HOUSE of Representatives, on Wednesday, revisited the controversial financial autonomy for local governments in the country, as it moved to strip the presidency of the powers to act on the proposal of Revenue Mobilisation Allocation and Fiscal Commission (RMFC) for the local governments.
The previous Assembly had, during constitutional amendment exercise, passed the amendment, but it was not signed to law by former President Goodluck Jonathan.
The fresh move to grant the local government autonomy is being sponsored by Honourable Nkeiruka Onyejeocha, through a bill for an Act to alter Section 162 of the Constitution of the Federal Republic of Nigeria, 1999 as amended to, among other things, ensure financial autonomy of local councils and for other related matters.
According to the sponsor of the bill, she said the bill sought to alter Section 162 of the constitution to bring about a greater independence of operation of the Revenue Mobilisation Allocation and Fiscal Commission.
She noted that Section 162 (2) provided that, “the president, upon receipt of advice from the Revenue Mobilisation Allocation and Fiscal Commission, shall table before the National Assembly proposals for revenue allocation from the federation account.”
Leading debate on the proposed amendment, the lawmaker said “from the above provision, it can be seen that the tabling of proposals for revenue allocation is upon the discretion of the president after he has received advice from the commission. This is why for more than 10 years, no president has forwarded any proposal to the National Assembly in that regard.”
Part of the amendment being sought, she said, was aimed at correcting the perceived defect by deleting the words, “the president, upon receipt of advice from the…,”saying doing that would empower the commission to table the proposals directly to the National Assembly, in order to ensure that allocation of revenue was adjusted as and when necessary.
The bill, according to the proponent, also sought to delete Section 162 (5) and (6) and insert new sub-sections therein.
The current sub-section (5) provides that the amount standing to the credit of local governments in the federation account shall also be allocated to the states for the benefit of their local governments on such terms and in such manner as may be prescribed by the National Assembly.
While sub-section 6 provides that, “each state shall maintain a special account to be called “state joint local government account” into which shall be paid all allocations to the local governments of the state from the federation account and from the government of the state.”
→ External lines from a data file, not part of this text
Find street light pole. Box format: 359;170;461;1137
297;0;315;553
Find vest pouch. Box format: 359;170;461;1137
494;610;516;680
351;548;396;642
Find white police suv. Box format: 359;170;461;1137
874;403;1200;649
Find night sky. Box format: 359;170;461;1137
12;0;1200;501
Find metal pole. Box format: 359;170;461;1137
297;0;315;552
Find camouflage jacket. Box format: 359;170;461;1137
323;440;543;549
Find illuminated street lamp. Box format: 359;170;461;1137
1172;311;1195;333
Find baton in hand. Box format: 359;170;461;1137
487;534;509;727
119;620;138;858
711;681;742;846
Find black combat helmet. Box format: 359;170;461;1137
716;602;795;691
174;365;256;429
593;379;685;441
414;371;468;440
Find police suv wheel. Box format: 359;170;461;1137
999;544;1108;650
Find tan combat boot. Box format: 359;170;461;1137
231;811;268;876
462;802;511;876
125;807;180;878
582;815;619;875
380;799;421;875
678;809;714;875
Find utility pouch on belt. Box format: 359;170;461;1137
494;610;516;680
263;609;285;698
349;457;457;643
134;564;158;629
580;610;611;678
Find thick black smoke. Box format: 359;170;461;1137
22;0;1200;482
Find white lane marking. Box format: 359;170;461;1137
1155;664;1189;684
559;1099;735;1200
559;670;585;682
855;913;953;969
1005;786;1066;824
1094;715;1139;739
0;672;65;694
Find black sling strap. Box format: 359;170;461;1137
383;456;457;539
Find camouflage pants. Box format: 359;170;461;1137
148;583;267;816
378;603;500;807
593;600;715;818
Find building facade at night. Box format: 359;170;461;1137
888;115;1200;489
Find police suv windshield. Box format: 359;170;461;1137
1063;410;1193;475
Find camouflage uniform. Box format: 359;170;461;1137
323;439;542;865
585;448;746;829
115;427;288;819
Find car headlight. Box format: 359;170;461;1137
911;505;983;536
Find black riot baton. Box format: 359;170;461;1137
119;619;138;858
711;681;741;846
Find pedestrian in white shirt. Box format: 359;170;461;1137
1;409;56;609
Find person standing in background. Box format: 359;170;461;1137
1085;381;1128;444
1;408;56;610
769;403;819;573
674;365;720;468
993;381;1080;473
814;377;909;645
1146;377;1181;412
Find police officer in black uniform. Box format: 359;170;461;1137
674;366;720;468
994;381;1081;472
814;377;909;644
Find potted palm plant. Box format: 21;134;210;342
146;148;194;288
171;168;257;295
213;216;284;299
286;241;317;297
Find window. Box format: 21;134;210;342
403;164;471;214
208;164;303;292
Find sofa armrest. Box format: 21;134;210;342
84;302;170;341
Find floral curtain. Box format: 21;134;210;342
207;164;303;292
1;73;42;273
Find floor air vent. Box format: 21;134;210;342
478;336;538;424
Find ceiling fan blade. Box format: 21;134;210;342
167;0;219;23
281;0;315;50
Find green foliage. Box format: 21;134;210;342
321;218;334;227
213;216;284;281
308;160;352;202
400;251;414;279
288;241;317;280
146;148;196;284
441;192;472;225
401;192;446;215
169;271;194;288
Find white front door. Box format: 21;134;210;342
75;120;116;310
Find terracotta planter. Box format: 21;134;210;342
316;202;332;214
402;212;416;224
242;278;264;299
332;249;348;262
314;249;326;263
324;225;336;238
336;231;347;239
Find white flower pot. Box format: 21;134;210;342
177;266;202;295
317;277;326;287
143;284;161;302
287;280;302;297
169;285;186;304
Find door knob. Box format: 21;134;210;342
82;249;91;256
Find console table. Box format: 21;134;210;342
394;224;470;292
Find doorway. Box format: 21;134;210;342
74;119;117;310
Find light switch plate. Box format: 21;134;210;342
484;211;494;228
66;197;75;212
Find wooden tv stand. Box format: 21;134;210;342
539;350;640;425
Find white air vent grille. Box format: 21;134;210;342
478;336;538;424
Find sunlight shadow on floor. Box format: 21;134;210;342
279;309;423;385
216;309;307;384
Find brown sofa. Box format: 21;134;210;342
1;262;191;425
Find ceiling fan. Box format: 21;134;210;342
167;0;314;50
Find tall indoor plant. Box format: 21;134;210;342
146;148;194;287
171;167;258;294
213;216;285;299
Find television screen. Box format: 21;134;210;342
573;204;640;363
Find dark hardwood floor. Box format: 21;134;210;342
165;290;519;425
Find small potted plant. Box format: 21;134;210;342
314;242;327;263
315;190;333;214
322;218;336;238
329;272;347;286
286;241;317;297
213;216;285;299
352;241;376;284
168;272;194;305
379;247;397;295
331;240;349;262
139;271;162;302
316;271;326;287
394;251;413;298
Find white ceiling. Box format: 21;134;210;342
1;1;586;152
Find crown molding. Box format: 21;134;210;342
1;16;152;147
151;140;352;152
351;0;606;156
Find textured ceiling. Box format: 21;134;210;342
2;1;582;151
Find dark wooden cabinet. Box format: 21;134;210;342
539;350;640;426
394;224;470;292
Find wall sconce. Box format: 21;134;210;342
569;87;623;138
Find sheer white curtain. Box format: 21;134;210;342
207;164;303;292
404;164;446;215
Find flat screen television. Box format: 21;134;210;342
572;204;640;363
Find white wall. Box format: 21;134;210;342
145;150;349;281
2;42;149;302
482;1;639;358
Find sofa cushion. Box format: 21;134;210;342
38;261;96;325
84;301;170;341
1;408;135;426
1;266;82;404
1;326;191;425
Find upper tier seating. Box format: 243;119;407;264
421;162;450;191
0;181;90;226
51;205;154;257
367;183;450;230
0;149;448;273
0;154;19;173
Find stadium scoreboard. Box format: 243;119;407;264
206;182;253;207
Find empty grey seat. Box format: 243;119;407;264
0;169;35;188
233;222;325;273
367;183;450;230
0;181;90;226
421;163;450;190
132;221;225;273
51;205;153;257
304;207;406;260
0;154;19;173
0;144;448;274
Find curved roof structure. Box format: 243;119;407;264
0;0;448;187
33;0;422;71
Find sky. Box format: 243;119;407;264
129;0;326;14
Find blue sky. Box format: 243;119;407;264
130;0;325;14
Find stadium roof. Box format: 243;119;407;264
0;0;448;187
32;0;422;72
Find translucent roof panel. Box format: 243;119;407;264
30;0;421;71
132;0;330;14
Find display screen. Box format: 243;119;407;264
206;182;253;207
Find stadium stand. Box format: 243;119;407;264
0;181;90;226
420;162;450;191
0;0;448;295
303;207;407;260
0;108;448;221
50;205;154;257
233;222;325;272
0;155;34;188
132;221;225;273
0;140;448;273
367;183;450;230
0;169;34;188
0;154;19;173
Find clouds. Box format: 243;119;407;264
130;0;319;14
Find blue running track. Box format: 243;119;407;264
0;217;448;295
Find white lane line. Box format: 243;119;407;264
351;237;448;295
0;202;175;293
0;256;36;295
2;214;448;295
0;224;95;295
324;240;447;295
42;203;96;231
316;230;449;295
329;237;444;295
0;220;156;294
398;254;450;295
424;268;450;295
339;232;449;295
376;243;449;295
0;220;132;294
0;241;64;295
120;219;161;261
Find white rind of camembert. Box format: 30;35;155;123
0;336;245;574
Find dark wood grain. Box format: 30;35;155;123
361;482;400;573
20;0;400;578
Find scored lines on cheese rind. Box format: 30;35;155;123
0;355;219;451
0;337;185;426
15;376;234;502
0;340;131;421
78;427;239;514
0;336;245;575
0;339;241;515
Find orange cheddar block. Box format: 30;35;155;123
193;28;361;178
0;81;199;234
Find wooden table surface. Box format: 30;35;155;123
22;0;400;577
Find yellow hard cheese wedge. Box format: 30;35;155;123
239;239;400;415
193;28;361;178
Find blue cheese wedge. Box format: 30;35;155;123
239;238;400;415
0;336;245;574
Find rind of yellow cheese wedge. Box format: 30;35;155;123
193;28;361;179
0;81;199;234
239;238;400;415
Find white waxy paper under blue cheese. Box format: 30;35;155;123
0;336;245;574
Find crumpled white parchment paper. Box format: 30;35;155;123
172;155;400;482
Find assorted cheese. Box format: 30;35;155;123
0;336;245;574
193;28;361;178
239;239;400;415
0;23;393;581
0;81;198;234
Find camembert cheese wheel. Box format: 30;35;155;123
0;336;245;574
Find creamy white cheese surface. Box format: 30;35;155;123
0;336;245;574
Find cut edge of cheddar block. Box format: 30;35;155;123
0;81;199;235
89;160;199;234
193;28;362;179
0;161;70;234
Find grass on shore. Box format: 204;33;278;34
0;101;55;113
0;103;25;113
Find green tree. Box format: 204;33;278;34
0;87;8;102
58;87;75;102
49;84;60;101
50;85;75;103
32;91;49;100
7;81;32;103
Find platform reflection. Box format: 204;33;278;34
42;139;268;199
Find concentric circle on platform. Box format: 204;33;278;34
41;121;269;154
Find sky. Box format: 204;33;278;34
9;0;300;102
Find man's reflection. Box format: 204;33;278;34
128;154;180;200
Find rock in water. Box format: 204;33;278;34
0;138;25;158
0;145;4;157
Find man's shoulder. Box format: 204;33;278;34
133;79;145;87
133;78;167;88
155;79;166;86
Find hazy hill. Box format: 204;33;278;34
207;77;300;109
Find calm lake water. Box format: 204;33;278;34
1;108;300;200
To this end, the sponsor of the amendment, said the bill “seeks to delete both sub sections and replace them with a new sub section that, “each local government shall maintain a special account to be called “local government allocation account” into which shall be paid directly such allocations to the local government from the federation account and from the government of the state shall, provided that there shall be no disbursement of any fund of the local government except by a bye-law passed by the local government legislative council.”
The bill equally sought to alter sub section 7 to make it clear that the allocation to be granted to the local governments by the government of the states shall be from internally generated revenue and to replace the House of Assembly with the National Assembly for the purpose of prescribing the manner of the sharing between the states and local governments.
The bill scaled through second reading after it was put to vote by the Speaker, Honourable Yakubu Dogara, and was subsequently referred to ad hoc committee on constitution review for further legislative input.